Up until Tuesday, commissioners had largely agreed to keep employee pay flat in the upcoming fiscal year, meaning there would be no regular 2.5% merit increases.
But other businesses and government entities may take a different path. While 32% of employers nationwide are delaying salary increases, Teton County Human Resources Director Julianne Fries said 57% are not.
Fries said she was concerned about “salary compression,” which can occur when salaries are frozen and employees’ pay doesn’t keep up with marketwide increases.
When the freeze lifts, recently hired employees looking for a market salary can end up with pay on par with long-standing employees who, if the freeze hadn’t happened, would have been paid more than the new hires.
Fixing salary compression can be costly, and it has been for the county, which froze salaries during the last recession.
Commissioner Luther Propst pushed for allowing merit increases.
“I think we need to look hard at some of our capital expenditures and decide if there’s a possibility of providing our staff with a pay raise,” he said. “Their costs are continuing to go up.”
Earlier in the meeting, Commissioner Mark Newcomb hypothesized that the real estate market might not crater in the economic freefall, causing employee housing costs to increase.

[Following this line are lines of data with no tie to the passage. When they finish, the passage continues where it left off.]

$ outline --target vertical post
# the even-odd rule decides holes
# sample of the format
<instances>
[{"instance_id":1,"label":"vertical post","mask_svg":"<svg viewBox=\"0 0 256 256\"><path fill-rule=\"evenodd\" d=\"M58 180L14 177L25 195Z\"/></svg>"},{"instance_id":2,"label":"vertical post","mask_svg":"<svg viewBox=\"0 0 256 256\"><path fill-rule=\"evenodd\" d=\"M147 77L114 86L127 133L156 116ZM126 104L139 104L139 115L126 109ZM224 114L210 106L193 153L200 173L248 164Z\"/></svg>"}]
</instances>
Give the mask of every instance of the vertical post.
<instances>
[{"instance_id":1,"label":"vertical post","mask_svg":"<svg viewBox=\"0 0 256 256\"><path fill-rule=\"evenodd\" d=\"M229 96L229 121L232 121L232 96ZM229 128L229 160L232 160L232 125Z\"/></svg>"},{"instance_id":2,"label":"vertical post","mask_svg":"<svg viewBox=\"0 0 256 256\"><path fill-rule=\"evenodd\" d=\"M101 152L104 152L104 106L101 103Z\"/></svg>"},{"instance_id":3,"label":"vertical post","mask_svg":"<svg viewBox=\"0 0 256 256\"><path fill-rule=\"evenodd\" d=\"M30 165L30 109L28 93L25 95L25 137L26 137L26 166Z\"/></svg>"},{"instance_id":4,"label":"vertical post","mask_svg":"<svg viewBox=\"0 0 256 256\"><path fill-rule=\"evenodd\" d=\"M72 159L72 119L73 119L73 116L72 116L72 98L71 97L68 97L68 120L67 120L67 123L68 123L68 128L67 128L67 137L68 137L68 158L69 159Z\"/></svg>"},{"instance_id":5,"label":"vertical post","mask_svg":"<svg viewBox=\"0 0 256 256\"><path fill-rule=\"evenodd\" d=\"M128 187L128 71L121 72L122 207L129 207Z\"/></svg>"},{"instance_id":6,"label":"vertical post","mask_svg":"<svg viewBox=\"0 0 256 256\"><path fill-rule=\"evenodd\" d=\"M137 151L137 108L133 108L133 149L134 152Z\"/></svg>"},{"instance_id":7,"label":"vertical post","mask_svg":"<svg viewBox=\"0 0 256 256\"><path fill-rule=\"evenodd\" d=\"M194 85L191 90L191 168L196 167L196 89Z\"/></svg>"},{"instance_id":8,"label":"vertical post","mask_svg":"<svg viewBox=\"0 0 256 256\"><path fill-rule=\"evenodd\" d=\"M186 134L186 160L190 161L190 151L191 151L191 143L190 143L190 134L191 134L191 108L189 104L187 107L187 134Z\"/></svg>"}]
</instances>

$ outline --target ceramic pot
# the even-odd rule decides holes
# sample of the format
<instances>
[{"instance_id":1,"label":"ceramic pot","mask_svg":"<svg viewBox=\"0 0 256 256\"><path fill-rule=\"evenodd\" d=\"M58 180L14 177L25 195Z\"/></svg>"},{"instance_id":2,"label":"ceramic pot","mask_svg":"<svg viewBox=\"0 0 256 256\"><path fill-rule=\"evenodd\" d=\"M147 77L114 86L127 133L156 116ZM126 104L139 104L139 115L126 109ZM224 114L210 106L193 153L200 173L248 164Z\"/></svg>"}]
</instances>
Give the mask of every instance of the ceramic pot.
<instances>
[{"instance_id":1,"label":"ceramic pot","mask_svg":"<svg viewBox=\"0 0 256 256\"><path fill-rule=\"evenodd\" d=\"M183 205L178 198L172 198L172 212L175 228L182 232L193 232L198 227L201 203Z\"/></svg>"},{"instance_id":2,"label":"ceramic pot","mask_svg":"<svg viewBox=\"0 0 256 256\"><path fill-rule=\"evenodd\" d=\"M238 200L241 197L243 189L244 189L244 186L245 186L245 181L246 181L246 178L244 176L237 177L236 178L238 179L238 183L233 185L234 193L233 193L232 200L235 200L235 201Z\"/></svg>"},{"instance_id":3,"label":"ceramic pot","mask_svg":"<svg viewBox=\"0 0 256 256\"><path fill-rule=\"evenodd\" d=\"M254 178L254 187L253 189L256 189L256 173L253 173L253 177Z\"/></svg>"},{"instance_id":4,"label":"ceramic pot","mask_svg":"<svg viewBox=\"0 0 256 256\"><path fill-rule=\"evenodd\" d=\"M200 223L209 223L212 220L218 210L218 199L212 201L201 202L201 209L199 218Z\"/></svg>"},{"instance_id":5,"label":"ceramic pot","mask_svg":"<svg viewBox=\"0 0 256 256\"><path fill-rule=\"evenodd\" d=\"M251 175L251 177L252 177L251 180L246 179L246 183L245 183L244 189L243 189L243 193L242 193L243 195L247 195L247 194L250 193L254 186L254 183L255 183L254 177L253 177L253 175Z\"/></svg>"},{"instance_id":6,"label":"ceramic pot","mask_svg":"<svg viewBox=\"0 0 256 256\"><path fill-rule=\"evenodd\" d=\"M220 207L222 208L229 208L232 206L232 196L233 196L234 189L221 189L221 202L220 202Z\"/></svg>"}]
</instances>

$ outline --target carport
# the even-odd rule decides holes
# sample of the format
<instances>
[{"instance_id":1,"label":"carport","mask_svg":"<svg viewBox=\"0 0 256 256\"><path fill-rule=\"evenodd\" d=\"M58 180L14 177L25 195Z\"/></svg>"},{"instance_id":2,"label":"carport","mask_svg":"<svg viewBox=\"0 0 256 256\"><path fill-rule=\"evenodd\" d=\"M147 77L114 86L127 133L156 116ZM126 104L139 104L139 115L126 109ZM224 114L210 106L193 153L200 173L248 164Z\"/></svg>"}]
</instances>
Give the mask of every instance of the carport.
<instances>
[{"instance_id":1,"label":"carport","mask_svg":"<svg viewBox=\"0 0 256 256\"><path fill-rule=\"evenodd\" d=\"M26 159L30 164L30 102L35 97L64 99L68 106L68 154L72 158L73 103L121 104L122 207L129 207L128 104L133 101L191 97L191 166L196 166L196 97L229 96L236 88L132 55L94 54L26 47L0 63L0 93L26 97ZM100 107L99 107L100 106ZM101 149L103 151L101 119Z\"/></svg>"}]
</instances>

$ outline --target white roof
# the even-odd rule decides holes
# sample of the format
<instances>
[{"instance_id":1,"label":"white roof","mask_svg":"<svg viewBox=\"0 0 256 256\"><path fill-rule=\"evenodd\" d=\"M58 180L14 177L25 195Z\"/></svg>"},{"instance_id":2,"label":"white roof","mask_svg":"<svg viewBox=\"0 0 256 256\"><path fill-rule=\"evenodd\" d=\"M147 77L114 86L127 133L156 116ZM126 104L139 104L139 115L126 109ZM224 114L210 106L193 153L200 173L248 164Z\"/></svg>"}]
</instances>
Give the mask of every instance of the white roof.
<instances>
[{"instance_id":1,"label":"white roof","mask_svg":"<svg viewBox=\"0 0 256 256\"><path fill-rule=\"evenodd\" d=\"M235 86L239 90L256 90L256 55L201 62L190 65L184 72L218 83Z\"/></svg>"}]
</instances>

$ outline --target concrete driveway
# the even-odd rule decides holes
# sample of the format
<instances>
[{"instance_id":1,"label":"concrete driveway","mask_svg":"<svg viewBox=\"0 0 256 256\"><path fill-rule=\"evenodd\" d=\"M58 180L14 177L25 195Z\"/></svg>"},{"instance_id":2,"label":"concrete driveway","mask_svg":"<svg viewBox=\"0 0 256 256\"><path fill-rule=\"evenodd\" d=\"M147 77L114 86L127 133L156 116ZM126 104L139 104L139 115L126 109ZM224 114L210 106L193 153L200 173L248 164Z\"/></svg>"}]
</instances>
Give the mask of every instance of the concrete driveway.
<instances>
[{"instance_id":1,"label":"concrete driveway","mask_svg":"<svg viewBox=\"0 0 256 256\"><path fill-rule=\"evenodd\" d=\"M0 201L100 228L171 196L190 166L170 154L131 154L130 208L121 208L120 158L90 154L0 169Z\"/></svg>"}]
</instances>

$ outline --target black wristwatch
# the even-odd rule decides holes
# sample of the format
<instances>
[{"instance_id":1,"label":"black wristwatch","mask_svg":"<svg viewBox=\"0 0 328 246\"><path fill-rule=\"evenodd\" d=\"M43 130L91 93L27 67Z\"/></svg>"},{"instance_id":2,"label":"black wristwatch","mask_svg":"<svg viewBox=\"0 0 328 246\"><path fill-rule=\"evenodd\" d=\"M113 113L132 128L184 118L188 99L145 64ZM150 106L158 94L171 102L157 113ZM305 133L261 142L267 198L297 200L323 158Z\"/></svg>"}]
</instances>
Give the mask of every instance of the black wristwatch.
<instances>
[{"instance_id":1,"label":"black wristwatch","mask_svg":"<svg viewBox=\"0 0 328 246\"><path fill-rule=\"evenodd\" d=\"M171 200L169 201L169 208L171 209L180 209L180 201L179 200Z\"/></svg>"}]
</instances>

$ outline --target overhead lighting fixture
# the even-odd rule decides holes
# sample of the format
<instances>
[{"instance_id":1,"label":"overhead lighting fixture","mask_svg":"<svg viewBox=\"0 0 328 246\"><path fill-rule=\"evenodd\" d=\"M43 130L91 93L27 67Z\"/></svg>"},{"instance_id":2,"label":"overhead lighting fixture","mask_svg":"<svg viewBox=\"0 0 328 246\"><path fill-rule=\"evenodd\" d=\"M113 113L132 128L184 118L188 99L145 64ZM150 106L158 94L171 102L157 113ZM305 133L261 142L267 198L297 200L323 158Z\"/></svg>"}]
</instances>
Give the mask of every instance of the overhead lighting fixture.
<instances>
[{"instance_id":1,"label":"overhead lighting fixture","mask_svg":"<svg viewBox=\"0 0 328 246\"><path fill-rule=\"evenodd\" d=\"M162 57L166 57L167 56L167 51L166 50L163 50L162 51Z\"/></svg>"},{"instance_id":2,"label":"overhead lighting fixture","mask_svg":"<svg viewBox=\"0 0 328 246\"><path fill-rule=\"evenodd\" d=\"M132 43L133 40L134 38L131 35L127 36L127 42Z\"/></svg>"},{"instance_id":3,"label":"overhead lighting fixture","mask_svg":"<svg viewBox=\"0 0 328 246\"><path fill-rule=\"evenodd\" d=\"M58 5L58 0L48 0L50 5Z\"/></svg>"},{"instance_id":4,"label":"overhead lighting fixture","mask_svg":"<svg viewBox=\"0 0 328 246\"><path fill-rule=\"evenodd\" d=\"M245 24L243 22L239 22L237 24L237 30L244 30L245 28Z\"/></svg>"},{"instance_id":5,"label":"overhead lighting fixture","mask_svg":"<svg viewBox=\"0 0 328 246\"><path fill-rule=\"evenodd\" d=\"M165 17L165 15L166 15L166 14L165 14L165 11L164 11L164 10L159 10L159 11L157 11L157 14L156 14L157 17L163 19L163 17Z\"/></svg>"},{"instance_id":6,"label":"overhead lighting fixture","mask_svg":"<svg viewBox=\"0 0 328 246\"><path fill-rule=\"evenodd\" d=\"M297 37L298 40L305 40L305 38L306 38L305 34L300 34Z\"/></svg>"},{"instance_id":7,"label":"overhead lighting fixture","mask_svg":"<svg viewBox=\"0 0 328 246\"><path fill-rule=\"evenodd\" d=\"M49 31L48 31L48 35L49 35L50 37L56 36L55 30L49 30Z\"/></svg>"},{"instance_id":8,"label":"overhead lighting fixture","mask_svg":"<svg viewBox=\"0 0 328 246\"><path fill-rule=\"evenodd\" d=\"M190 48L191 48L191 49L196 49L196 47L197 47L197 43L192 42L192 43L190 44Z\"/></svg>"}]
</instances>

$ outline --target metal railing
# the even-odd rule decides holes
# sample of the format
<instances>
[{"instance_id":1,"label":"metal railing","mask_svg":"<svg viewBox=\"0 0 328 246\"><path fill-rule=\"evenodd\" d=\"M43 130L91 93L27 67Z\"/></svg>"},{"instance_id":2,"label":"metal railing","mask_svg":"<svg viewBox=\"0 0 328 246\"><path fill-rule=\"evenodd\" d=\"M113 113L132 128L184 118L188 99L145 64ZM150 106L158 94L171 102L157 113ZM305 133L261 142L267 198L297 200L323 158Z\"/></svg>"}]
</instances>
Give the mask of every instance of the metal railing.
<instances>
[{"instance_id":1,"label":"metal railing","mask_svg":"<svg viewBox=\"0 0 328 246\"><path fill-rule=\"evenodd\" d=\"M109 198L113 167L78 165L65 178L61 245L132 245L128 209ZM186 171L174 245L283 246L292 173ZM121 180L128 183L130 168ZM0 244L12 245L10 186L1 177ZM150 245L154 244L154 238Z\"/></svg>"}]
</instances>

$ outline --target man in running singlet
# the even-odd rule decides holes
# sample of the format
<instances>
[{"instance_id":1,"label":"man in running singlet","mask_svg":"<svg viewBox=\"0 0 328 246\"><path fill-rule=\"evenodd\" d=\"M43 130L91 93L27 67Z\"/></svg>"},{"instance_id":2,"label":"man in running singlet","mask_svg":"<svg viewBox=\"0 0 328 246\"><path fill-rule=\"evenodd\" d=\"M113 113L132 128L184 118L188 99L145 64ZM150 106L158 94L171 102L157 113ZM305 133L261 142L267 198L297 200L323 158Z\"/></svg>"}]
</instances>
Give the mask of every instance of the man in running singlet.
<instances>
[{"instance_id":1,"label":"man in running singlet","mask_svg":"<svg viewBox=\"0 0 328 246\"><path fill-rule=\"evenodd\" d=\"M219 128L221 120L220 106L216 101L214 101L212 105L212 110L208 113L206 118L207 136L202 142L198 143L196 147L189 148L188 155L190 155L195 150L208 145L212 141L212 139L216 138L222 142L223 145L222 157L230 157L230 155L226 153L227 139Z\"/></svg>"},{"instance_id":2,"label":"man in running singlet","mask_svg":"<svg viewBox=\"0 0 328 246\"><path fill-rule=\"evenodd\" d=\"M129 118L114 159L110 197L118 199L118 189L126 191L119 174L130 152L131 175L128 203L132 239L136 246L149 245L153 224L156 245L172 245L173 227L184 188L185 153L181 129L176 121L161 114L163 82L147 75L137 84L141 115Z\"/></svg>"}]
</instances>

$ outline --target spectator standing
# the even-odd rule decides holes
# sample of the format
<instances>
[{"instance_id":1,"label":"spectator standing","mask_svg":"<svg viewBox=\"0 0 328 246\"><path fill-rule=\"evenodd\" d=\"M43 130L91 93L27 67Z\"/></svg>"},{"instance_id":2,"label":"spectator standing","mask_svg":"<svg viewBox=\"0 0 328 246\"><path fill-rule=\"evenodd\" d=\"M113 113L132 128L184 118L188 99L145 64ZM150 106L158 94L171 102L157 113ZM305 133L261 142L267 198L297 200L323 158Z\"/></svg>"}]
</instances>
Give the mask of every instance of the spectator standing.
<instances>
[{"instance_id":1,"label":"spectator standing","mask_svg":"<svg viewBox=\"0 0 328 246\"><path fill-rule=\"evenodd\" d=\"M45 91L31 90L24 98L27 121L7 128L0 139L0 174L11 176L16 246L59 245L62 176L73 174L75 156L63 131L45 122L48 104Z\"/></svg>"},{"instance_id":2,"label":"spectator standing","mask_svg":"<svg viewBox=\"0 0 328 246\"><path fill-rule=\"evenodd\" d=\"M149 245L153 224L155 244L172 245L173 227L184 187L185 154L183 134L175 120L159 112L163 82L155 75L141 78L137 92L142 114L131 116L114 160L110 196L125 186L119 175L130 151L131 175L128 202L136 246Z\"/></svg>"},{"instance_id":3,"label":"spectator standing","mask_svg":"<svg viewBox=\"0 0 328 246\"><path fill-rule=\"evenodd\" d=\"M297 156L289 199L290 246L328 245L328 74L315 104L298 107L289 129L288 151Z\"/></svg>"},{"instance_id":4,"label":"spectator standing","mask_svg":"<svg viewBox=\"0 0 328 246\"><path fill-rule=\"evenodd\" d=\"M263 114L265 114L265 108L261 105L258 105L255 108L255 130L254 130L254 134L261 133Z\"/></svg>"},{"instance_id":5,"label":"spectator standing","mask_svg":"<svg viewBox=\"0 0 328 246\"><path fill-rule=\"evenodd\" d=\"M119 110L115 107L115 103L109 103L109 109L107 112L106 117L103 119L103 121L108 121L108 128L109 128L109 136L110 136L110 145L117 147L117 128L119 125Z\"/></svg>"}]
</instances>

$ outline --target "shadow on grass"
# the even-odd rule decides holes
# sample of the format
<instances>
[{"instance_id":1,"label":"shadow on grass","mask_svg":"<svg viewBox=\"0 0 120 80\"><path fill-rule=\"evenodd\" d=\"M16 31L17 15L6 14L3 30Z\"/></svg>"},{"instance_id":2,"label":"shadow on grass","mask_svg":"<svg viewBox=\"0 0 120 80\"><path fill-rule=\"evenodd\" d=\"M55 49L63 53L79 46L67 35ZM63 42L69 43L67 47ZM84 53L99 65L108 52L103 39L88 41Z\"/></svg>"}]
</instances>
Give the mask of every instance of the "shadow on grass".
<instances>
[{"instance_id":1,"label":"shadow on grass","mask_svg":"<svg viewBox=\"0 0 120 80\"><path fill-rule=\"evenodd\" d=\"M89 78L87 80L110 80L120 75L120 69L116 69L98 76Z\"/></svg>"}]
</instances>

“It almost seems like more people are going to be moving here to get away from crowded urban areas that are more prone to the spread of the disease,” he said. “So I’m worried about our salaries and freezing them and our employees.”
But the county was handcuffed, he said, by its dismal revenue projections. That led him to side with Barron and Commissioner Greg Epstein in favor of keeping salaries flat.
Commission Chair Natalia D. Macker was absent for the salary discussion, which is not over. Commissioners have weeks to go before approving the budget.